Hace unos días regresé de pasar
unos días en las islas Canarias. He tenido ocasión de ver con mis propios ojos
el resultado de tierras calcinadas por el criminal incendio que arrasó parte de
la isla de la Gomera, incluyendo parte del parque nacional de Garajonay, una de
la mejores formaciones vegetales de laurisilva, restos de la era terciaria: un
irrenunciable tesoro natural que tenemos la obligación moral de proteger.
Afortunadamente, solo la quinta parte de la reserva se ha visto afectada pero
tendrán que pasar unos ciento cincuenta años (declaraciones del catedrático de
botánica de la universidad de La Laguna) para volver a tener el esplendor perdido.

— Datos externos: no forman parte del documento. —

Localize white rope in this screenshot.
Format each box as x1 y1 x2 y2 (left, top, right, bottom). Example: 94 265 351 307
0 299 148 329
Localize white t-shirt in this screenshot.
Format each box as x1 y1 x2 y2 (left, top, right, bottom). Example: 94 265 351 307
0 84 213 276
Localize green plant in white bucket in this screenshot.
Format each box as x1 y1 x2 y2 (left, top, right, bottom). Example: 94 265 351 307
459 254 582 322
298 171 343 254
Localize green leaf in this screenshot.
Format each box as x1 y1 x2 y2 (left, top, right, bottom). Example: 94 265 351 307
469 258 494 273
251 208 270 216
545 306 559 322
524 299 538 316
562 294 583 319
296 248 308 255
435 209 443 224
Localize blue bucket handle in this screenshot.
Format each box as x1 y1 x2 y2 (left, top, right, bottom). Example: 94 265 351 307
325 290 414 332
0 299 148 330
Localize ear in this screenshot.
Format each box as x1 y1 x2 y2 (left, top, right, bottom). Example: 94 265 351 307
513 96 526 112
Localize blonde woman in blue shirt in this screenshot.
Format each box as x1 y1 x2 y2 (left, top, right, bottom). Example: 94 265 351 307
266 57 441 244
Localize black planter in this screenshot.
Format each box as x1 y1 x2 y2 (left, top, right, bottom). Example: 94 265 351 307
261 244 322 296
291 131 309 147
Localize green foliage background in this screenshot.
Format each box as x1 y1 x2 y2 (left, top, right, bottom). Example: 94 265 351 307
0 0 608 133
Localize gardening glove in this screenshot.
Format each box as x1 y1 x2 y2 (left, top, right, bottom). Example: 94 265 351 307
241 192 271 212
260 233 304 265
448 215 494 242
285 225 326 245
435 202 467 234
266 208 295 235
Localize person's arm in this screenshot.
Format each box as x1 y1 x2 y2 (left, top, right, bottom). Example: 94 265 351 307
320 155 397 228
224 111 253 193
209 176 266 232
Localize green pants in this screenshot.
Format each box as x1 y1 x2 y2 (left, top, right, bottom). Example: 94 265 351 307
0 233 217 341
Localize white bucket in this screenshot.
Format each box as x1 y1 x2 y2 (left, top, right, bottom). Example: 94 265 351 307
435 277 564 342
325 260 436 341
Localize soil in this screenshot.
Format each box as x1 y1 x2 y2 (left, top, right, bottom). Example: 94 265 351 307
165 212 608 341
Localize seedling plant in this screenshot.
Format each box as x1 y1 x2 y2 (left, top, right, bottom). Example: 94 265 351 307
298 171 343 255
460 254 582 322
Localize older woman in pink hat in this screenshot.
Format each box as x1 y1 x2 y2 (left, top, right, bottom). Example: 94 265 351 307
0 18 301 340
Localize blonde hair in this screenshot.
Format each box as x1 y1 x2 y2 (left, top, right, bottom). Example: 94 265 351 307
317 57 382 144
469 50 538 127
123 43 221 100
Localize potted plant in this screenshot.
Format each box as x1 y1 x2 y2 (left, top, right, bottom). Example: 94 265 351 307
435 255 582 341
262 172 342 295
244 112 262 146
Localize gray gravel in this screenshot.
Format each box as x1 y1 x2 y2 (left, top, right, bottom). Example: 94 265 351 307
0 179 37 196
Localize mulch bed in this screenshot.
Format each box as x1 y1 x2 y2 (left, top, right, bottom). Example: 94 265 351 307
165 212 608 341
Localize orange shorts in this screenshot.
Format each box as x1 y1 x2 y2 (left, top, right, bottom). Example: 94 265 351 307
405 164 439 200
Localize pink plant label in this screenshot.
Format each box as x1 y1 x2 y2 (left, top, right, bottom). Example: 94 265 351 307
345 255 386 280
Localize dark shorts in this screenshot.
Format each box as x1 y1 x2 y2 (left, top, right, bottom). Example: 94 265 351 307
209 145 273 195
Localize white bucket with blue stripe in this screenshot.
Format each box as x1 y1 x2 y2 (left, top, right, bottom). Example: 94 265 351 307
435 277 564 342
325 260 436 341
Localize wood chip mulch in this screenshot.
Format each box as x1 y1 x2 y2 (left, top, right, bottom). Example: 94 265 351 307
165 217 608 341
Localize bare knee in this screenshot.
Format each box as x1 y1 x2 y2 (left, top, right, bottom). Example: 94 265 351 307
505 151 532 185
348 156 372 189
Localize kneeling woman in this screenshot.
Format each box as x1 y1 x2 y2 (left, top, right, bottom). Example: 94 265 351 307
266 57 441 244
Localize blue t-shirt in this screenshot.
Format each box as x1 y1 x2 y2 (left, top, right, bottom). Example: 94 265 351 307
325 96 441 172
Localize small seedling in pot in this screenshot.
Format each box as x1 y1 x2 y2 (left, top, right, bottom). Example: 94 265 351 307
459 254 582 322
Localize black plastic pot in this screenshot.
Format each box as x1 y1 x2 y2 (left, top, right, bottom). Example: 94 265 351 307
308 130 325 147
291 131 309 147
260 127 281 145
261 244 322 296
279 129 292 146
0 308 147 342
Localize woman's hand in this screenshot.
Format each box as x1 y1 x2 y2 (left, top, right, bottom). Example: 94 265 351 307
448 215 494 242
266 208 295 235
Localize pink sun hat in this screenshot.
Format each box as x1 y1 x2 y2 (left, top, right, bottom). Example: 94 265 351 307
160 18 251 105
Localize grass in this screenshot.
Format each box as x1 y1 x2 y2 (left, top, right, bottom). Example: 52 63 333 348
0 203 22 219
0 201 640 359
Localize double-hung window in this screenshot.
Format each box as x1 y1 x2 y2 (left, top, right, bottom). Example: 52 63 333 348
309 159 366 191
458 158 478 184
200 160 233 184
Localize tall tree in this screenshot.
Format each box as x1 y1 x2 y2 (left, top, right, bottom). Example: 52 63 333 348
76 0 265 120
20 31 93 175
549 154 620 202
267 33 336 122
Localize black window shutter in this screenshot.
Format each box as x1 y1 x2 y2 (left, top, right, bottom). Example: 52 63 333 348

Preocupado por el tema, me interesé por la evolución del problema y,
tanto en radio como en televisión, procuré informarme de la forma más directa
posible. Y, lo que me encantó sobremanera, dejando en un aparte la tragedia de
los incendios, fue que, en ningún
momento, los profesionales de la comunicación canaria intentaban ocultar ni
camuflar su forma materna de habla, antes bien, parecían muy orgullosos de su
acento, de su entonación y de su forma particular de decir las cosas.
Desconozco si esto está generalizado en todo el territorio pero, al menos lo
que yo oí, mostraba un cierto nivel de orgullo por su forma particular de comunicación
hablada, que no desmerecía un ápice un alto nivel de cultura.